22.

París en primavera

Esa noche Oscar habló mucho de Marie Aguétant.

Llegamos al hotel —el Hôtel Charing Cross, situado en el huitième, en concreto en la rue Pasquier— poco después de las siete. Era un edificio terriblemente moderno y maravillosamente chic. Una buena capa de mármol revestía las paredes, las escaleras estaban recubiertas de una alfombra escarlata, y arañas de cristal eléctricas adornaban los centros de todos los techos de los salones comunes. Oscar no se mostró impresionado. Se quedó de pie en el vestíbulo, sacudiéndose la lluvia de los hombros y olisqueando el aire, receloso.

—Es muy nuevo, Aidan, ¿verdad?

—Está recién abierto, Oscar.

—Me parece muy reluciente, como una moneda recién acuñada.

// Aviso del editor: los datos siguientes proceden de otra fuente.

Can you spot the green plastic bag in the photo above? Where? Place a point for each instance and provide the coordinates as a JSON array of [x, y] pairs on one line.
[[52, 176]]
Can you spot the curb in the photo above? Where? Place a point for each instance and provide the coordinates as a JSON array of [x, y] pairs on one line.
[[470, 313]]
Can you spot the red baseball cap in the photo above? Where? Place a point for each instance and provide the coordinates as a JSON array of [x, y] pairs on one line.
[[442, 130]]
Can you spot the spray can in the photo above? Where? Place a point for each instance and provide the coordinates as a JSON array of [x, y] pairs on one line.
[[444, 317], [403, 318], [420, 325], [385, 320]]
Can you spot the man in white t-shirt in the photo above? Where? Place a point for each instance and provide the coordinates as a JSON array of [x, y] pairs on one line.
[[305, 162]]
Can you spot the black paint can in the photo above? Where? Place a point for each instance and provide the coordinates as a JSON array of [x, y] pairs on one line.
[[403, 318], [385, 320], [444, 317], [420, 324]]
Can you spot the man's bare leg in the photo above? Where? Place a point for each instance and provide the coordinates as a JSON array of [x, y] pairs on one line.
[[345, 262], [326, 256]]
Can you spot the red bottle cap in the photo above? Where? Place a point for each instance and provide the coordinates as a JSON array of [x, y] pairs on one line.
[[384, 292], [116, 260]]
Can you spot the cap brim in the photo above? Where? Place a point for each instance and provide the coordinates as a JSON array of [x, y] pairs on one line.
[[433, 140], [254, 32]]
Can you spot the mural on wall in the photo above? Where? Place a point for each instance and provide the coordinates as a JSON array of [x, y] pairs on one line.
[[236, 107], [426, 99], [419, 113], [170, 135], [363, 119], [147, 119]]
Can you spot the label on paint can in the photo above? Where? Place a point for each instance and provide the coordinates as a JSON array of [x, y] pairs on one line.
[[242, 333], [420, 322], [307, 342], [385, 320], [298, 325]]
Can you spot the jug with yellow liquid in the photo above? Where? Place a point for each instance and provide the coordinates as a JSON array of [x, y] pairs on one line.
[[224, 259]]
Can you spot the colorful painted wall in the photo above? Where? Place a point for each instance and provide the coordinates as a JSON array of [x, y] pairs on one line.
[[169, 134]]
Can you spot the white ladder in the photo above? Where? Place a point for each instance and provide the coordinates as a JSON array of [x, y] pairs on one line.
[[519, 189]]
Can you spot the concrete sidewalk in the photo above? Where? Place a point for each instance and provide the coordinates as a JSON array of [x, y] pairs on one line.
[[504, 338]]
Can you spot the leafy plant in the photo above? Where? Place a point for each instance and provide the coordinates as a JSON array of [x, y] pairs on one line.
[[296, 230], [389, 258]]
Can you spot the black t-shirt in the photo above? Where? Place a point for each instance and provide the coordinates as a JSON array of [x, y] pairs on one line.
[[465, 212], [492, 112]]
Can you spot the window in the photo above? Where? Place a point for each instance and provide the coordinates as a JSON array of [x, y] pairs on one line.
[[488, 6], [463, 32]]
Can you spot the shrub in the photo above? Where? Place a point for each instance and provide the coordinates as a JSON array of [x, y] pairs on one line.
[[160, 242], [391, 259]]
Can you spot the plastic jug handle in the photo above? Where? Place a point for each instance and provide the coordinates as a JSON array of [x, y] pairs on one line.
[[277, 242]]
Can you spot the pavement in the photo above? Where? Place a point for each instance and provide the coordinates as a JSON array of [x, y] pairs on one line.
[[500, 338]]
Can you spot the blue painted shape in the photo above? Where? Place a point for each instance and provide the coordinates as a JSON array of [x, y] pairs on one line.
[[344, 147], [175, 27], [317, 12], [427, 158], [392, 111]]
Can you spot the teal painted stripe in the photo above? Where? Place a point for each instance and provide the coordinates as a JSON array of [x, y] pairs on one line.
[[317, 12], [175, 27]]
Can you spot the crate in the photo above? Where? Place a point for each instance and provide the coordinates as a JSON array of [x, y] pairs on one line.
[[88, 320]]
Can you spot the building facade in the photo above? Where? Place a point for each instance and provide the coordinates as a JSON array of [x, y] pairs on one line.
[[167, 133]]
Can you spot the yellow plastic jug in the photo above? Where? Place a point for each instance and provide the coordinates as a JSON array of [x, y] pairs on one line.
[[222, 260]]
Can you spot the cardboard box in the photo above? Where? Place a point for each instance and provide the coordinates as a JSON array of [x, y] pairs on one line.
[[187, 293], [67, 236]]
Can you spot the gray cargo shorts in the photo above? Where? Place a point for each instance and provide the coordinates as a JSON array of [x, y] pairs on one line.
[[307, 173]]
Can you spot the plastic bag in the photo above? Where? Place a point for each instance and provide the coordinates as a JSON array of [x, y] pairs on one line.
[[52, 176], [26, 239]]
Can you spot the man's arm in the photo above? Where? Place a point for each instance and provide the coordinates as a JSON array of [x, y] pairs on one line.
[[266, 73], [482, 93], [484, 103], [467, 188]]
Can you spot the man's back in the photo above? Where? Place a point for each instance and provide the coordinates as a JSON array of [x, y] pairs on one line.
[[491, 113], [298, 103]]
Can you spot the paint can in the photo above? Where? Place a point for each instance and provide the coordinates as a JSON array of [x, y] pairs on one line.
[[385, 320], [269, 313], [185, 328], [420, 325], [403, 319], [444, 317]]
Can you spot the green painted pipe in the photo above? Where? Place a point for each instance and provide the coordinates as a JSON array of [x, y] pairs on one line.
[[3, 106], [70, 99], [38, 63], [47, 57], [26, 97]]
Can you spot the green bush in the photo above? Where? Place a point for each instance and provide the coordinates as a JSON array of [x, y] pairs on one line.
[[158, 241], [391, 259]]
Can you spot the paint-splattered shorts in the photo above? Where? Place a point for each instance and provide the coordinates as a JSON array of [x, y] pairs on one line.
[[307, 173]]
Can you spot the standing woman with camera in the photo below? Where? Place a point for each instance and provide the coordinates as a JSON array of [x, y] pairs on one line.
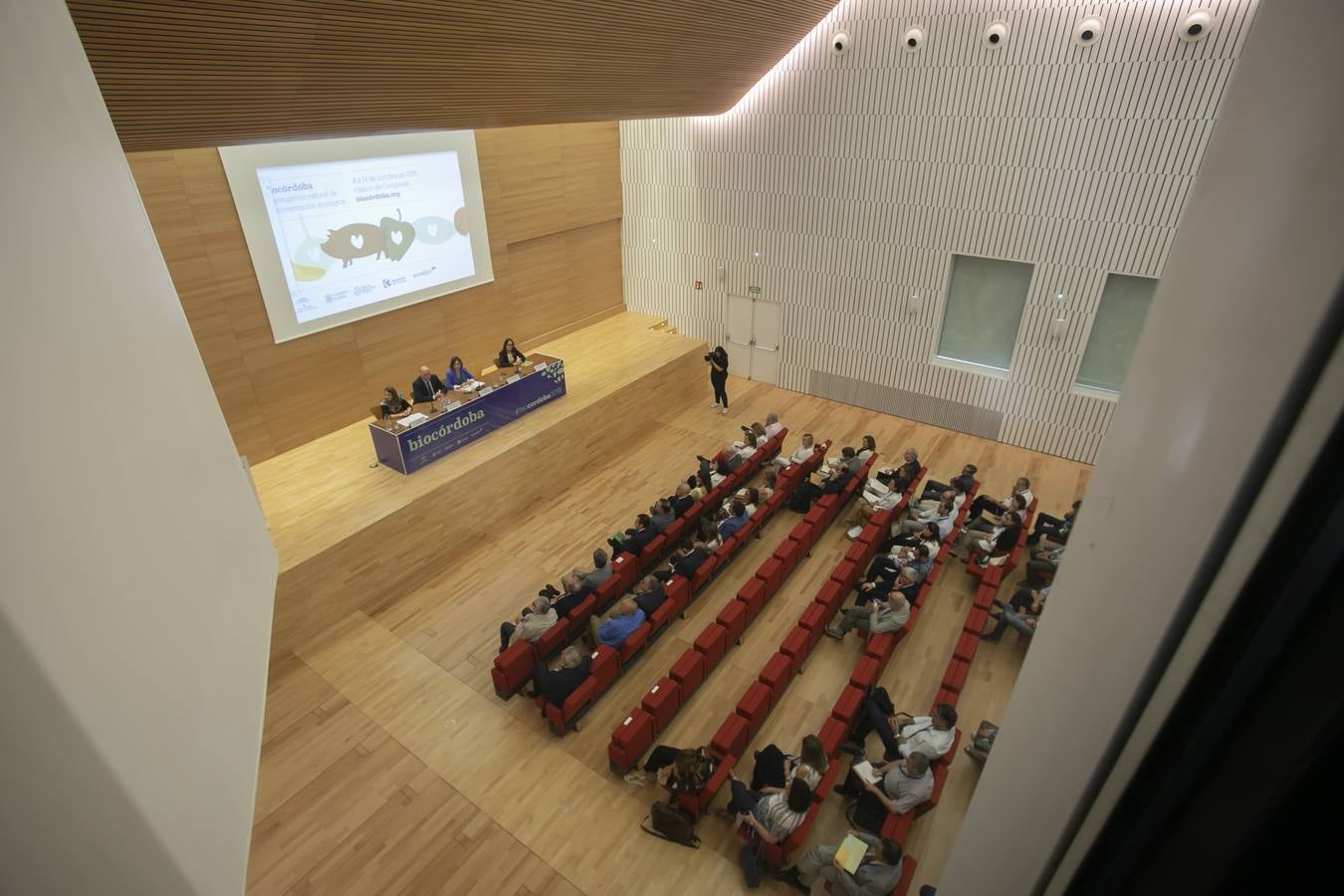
[[718, 360]]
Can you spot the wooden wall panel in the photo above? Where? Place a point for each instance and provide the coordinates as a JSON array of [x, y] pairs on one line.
[[857, 177], [211, 73], [557, 268]]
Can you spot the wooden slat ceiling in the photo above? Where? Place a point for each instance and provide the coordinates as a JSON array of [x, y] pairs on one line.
[[207, 73]]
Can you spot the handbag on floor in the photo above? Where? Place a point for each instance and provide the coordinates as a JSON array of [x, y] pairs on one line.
[[671, 822]]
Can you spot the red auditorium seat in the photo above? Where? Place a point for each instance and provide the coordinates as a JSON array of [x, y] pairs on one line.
[[772, 572], [703, 573], [776, 675], [713, 642], [795, 645], [847, 706], [732, 737], [805, 535], [828, 781], [864, 673], [634, 642], [651, 554], [787, 555], [832, 734], [625, 569], [629, 741], [606, 666], [830, 596], [699, 803], [579, 615], [814, 621], [554, 638], [688, 672], [661, 617], [514, 668], [753, 595], [898, 826], [845, 572], [661, 702], [733, 617], [755, 707], [940, 781], [566, 716], [955, 679], [679, 591], [976, 619], [965, 648], [674, 531]]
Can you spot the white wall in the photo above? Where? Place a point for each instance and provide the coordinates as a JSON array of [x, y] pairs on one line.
[[1254, 273], [138, 576], [859, 176]]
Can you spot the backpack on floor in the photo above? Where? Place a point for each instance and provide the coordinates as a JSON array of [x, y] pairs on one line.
[[671, 822]]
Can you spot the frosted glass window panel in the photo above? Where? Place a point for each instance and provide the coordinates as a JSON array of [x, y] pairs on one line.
[[986, 299], [1120, 320]]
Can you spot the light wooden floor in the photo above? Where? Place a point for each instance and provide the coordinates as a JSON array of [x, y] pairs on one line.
[[390, 766]]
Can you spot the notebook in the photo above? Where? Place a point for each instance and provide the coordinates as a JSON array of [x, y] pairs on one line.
[[864, 770], [851, 852]]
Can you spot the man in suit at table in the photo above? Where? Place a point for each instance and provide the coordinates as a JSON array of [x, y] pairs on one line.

Siempre he desconfiado de las cosas que brillan demasiado.

—¿Quiere que busquemos alojamiento en otro hotel? —preguntó Veronica—. Nos dejaremos guiar por Robert y por usted.

—No, no —fue la respuesta de Oscar—. Ya hemos viajado mucho y estoy convencido de que las instalaciones del hotel son excelentes. —Sonrió al botones que esperaba junto a nosotros—. Les ruego que ignoren mi estúpido prejuicio. Soy de los que desconfía de un hombre porque lleva los puños deshilachados. Sé que no tiene nada de racional. Subamos a nuestras habitaciones a cambiarnos para la cena. ¿Dónde les apetece comer?

—Había pensado que cenáramos aquí —dijo Fraser—. Dicen que el restaurante es de primera clase.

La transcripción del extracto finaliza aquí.